Wednesday, October 21, 2009

Mervyn likes narrow banking, phew!

Mervyn King’s endorsement of narrow banking is a big relief. A worrying gap has been opening between politicians and economists on bank reform, so let’s hope King’s call for a structural review of the sector will sway the decision makers in the right direction.

Politicians from all parties are focussing on G20 ideas about regulation and capital requirements, and earning column inches with talk of windfall taxes.

While politically attractive, these alone are a long way from the complete restructuring of the industry called for by leading economists.

John Kay, the champion of narrow banking, Martin Wolf and now Mervyn King all agree that the current structure of the industry is unsustainable. They call the current situation the “biggest moral hazard in modern banking history”, “impractical”, “inconceivable”, “breathtaking” and “intolerable”.

Their core idea is Kay’s concept that banks should not be permitted to use publicly guaranteed retail deposits to fund speculative activity.

The separation of utility and casino banking operations limits the public’s guarantee substantially to just the utility part - defined as payment systems and deposit-taking - and forces the casinos to bear responsibility for their own risks.

“Encouraging banks to take risks that result in large dividend and remuneration payouts when things go well, and losses for taxpayers when they don’t, distorts the allocation of resources and management of risk,” said King.

Unbelievably, the government does not agree with this. Gordon Brown told the commons this week that he has no plans to split the sector, saying narrow banking would not have saved Northern Rock or Lehman Brothers as neither was an integrated bank. NR was a retail mortgage operation and Lehmans a pure investment bank.

This misses the point that these failures led to the withdrawal of trust in other integrated banks, including RBS, that needed to be bailed out with public money.

It also fails to recognise that structural reform of the sector creates a chance to build disincentives to the kind of activity that led to the demise of these two banks.

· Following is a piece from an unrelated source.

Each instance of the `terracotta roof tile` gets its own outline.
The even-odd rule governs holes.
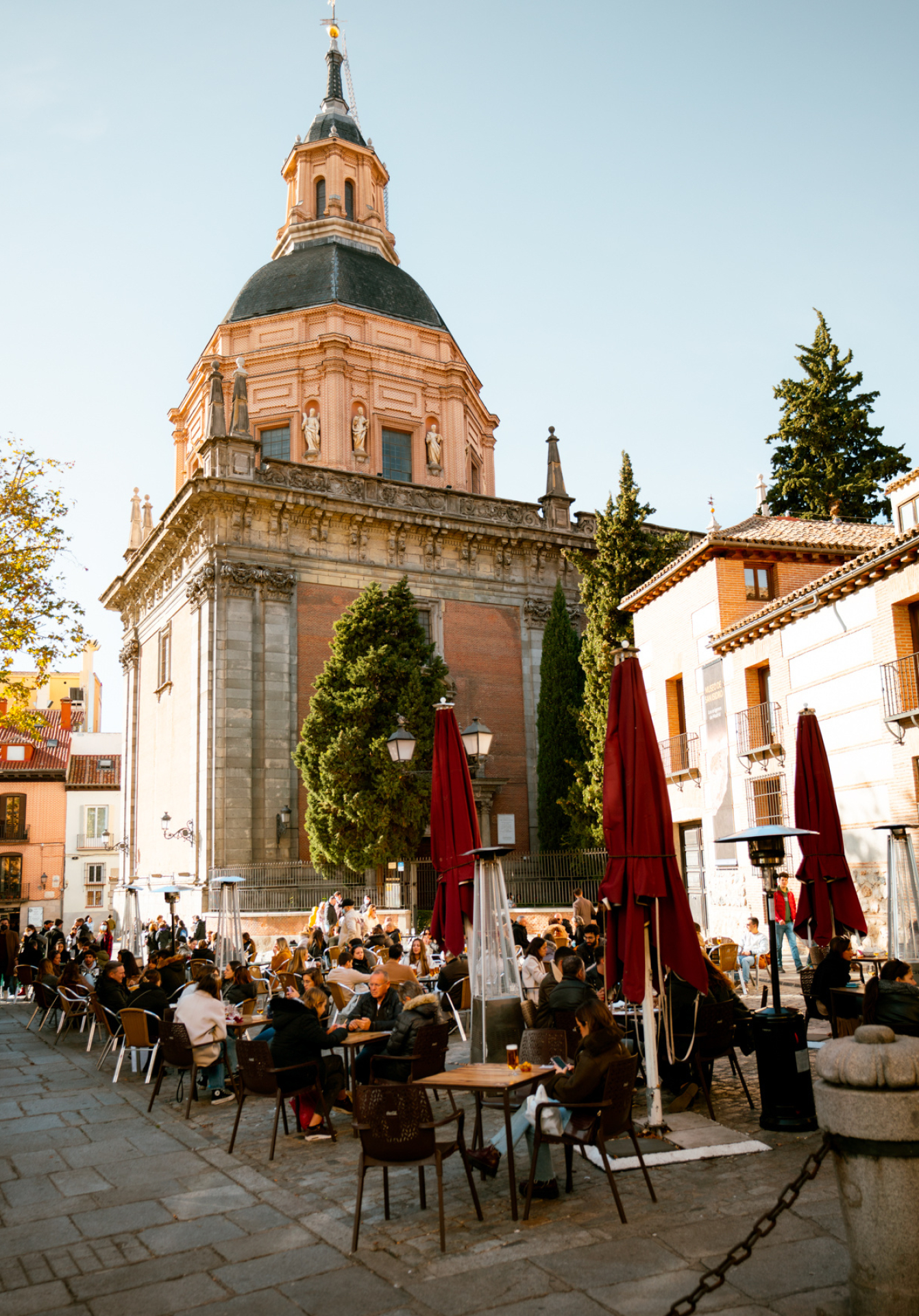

In Northern Rock’s case, if it had been defined as a narrow bank and its depositors given priority as creditors, then lenders in the wholesale market would have been reluctant to lend as they did. The Rock might not have developed the dependency on wholesale funding that ultimately killed it.

In Lehman’s case, the bank may have gone bankrupt anyway but other large banks would have been insulated from its impact and the bail-out requirement much smaller.

Kay makes another point, that the bancassurance model is a hindrance on the provision of decent retail banking services.

He says the buccaneering, transaction-led culture of investment banks led to, for example, “casino” bankers demanding raw material for securitsation and causing in-house “utility” bankers to lend badly in the sub-prime market.

King used the words of Sir Walter Scott to say something similar. Writing about the Ayr Bank crisis in 1772, Scott said the bankers were mostly good men but a few were “capitalists who sought gain not by the encouragement of fair trade and honest industry, but by affording temporary fuel to rashness or avarice”.

Narrow banking would break this model and allow retail banking to re-establish a client-focussed culture, focussed on payment innovations and good value financial products.

There may be more on this to come; Mervyn King hinted that in a paper later this week the Bank of England would describe policy tools to “limit the growth of the financial sector.”

Let’s hope he can persuade George Osborne of his arguments. Fury over bonuses makes it very tempting to build policy around windfall taxes, or even ongoing taxes as proposed by Nick Clegg.

However, these are not the answer. They would punish bank shareholders in general, which means the investing public and the Treasury. It won’t really affect bonuses and it certainly won’t help banks to start lending again.

If anyone has a moral duty to pay tax into the Treasury’s bail-out fund, it should be just the investment banking arms of integrated banks that received public support. Those public subsidies allowed high leverage to boost earnings - and stock compensation - and powered the one-way incentive schemes that led to so many write-offs and bonuses.

If windfall taxes cannot be avoided, at least split the banks along narrow banking lines first so the taxes can be targeted at the real culprits without affecting lending in the real economy.